It's day 9 of, the month. I joined this daily blogging group and now through that I have found some other fun ones and so I end up having several posts a day instead of one. I then begin to wonder if I can somehow get one post to work for all groups or if that would be considered cheating?? It's a lot for my brain to process so I decide to continue with a separate post for each so that I don't have to make my brain work too hard on the weekend... I mean, I already have to come up with a reason to blog on my own for this one. That brings me to that real reason. Since 'Sprout' is the theme of the month there I'll make this a blog about kids. They are sprouts right??
Let's start by me letting you all, reading this, know that I do not want kids. I never have and never will. Now it's not to say that I don't like kids, in general, cause I do. They can be cute and fun and Lord knows I'm one at heart... I just don't want to be responsible for one... or any... not even my child at heart really:-) I'm not exactly sure why I don't want kids, when people ask I usually say that it's cause I'm too nervous they would turn out to be like my sister (who is demon spawn, transplanted I do believe). I didn't always think that however cause I didn't even want kids when I was a kid playing with dolls. I was never their mom. Sure I did the mommy things cause what else do you do with a doll?? I was the babysitter though:-)
From a young age my mom always told me that if I were smart I would never have kids. Now as a kid I never wondered if that meant she had wished she never had me but as I got older I often figured there was a part of her that did feel that way. I mean, what adult wouldn't right?? If you are a parent and you say that there isn't a moment in your life where you wonder what your life would be without your kids and a teensy part that thinks it could be better then I call your bluff. I'm not saying you don't love your kids, are grateful for them, can't imagine life without them, but you're lying if you say there aren't those moments when they are hell and you wonder. I on the other hand NEVER wonder if I should. NEVER second guess my decision to not go that route. NEVER regret it what so ever. I'm not even the type of woman that gets all gushy around babies... sure they are cute but I don't need to hold one to see that... I'm just saying.

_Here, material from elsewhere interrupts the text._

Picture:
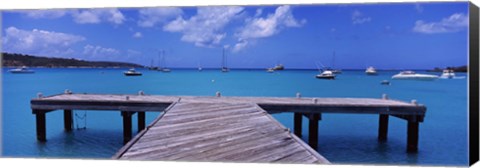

Ok, I think you get the gist and in effort not to make this blog go on and on I cut to the chase now and admit that the reason kids are on my mind today is because I have a house full of them right now! They are my sister's and who knows who else's really but all I really would like to do is channel the witch in Hansel and Gretel, but be wiser than her so that they end up being the ones cooked and not me. I don't want to eat them so there is no need to fatten them up or anything, I'd just simply like to be rid of them... once and for all, for ever and ever because then I will live happily ever after... THE END.